Microquasars to AGNs: An uniform Jet variability

TL;DR

This study analyzes gamma-ray variability across a wide range of black hole systems, revealing that jet properties are consistent across different masses and suggesting a scaled relationship between variability timescales and black hole mass.

Contribution

It introduces a unified analysis of jet variability in microquasars and AGNs using the DRW model, highlighting potential independence of jet properties from black hole mass.

Findings

AGNs and microquasars show similar gamma-ray variability timescales.

A scaled relationship between variability timescale and black hole mass is suggested.
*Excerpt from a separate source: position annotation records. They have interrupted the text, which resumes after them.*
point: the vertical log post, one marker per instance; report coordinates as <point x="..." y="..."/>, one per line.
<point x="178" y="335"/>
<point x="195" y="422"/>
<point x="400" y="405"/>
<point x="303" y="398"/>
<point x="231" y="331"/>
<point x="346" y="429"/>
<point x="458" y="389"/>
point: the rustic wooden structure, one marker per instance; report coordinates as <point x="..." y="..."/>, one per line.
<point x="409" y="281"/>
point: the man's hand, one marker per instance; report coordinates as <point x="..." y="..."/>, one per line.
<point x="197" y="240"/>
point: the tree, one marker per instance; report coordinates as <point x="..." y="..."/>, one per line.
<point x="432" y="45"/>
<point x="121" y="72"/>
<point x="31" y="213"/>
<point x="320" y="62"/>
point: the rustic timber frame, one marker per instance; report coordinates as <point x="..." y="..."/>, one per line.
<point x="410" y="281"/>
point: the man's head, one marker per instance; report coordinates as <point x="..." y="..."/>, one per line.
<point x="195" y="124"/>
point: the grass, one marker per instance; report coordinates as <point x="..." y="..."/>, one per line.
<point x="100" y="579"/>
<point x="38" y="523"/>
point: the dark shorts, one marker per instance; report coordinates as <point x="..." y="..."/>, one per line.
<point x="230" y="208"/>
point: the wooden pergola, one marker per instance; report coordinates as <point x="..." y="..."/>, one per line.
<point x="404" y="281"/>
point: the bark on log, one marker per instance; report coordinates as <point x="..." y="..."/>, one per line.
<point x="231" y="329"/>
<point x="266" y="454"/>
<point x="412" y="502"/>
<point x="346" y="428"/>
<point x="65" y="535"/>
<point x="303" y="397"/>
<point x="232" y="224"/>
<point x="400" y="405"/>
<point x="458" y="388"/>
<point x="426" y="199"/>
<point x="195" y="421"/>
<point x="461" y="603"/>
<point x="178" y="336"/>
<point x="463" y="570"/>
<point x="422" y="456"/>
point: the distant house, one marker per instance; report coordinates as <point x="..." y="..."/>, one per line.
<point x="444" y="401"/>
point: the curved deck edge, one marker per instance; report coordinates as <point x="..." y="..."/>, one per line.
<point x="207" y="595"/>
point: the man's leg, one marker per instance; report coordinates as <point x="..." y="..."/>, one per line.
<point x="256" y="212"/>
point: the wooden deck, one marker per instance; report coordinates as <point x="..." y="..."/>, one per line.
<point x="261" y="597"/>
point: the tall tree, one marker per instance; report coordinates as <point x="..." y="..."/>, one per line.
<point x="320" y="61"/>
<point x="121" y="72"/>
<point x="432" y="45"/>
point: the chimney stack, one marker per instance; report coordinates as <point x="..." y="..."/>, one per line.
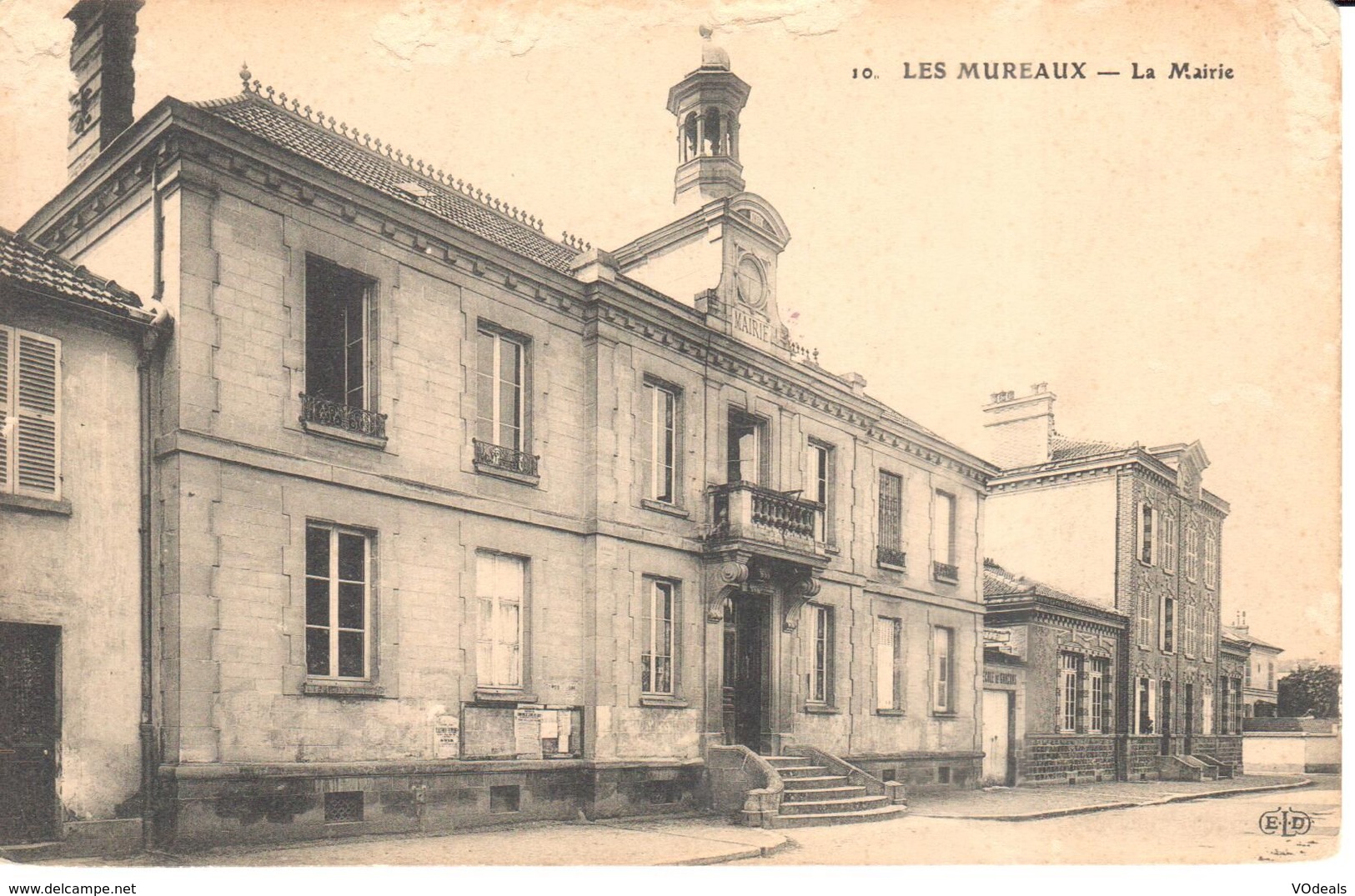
<point x="101" y="60"/>
<point x="1019" y="428"/>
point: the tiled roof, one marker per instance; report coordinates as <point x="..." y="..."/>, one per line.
<point x="394" y="175"/>
<point x="1001" y="585"/>
<point x="1066" y="448"/>
<point x="1250" y="639"/>
<point x="28" y="264"/>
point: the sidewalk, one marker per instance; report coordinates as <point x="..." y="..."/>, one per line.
<point x="614" y="842"/>
<point x="1051" y="800"/>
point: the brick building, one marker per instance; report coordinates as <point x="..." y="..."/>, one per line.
<point x="462" y="524"/>
<point x="1132" y="529"/>
<point x="1051" y="663"/>
<point x="71" y="573"/>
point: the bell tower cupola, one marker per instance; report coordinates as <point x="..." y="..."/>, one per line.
<point x="706" y="104"/>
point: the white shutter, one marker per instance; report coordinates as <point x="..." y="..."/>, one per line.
<point x="37" y="405"/>
<point x="7" y="421"/>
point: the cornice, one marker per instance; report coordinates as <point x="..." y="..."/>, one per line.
<point x="730" y="356"/>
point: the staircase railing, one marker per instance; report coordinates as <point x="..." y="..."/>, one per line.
<point x="743" y="785"/>
<point x="874" y="787"/>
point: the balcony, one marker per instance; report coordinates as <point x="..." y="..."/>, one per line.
<point x="765" y="518"/>
<point x="891" y="557"/>
<point x="343" y="421"/>
<point x="946" y="573"/>
<point x="505" y="462"/>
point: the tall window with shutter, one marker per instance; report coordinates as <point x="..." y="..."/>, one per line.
<point x="30" y="403"/>
<point x="889" y="535"/>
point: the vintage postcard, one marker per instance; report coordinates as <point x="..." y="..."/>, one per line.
<point x="765" y="433"/>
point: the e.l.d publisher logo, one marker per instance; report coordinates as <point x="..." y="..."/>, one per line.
<point x="1285" y="822"/>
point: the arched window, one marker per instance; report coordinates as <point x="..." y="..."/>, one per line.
<point x="715" y="138"/>
<point x="689" y="138"/>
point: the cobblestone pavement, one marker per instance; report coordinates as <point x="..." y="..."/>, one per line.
<point x="1066" y="798"/>
<point x="641" y="842"/>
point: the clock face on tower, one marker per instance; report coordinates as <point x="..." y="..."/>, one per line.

Jet properties may be independent of black hole mass.

Abstract

The long-term variability study over a range of black hole (BH) mass systems from the microquasars of stellar-mass black holes to the Active Galactic Nuclei (AGNs) of supermassive black holes, in $\gamma$-rays offers new insights into the physics of relativistic jets. In this work, we investigate the $\gamma$-ray variability of 11 AGNs--including 7 blazars, 2 unclassified blazar candidates (BCUs), 1 radio galaxy (RG), and 1 narrow-line Seyfert 1 galaxy (NLS1) as well as 2 microquasars. We apply a stochastic process known as the Damped Random Walk (DRW) to model the $\sim$15 years of Fermi-LAT light curves. The characteristic timescales observed for AGNs are comparable to those in the accretion disc. Interestingly, the timescales observed in the jet emission of microquasars are similar to those of AGNs, suggesting uniform jet properties across the black hole masses. The observed rest-frame timescales of AGNs overlap with both thermal and non-thermal timescales associated with the jet and accretion disk, respectively, suggesting a scaled relationship between $\tau_{DRW}^{rest}$ and black hole mass ($\rm{M_{BH}}$). While the timescales observed for microquasars deviate significantly from this relationship, nonetheless exhibit a scaled $\tau_{DRW}^{rest}-\rm{M_{BH}}$ relationship using $\gamma$-rays specifically. These findings offer new insights into the origin of jets and the processes driving the emission within them. Additionally, this study hints at a new perspective that the relativistic jets' properties or their production mechanisms may be independent of the black hole mass.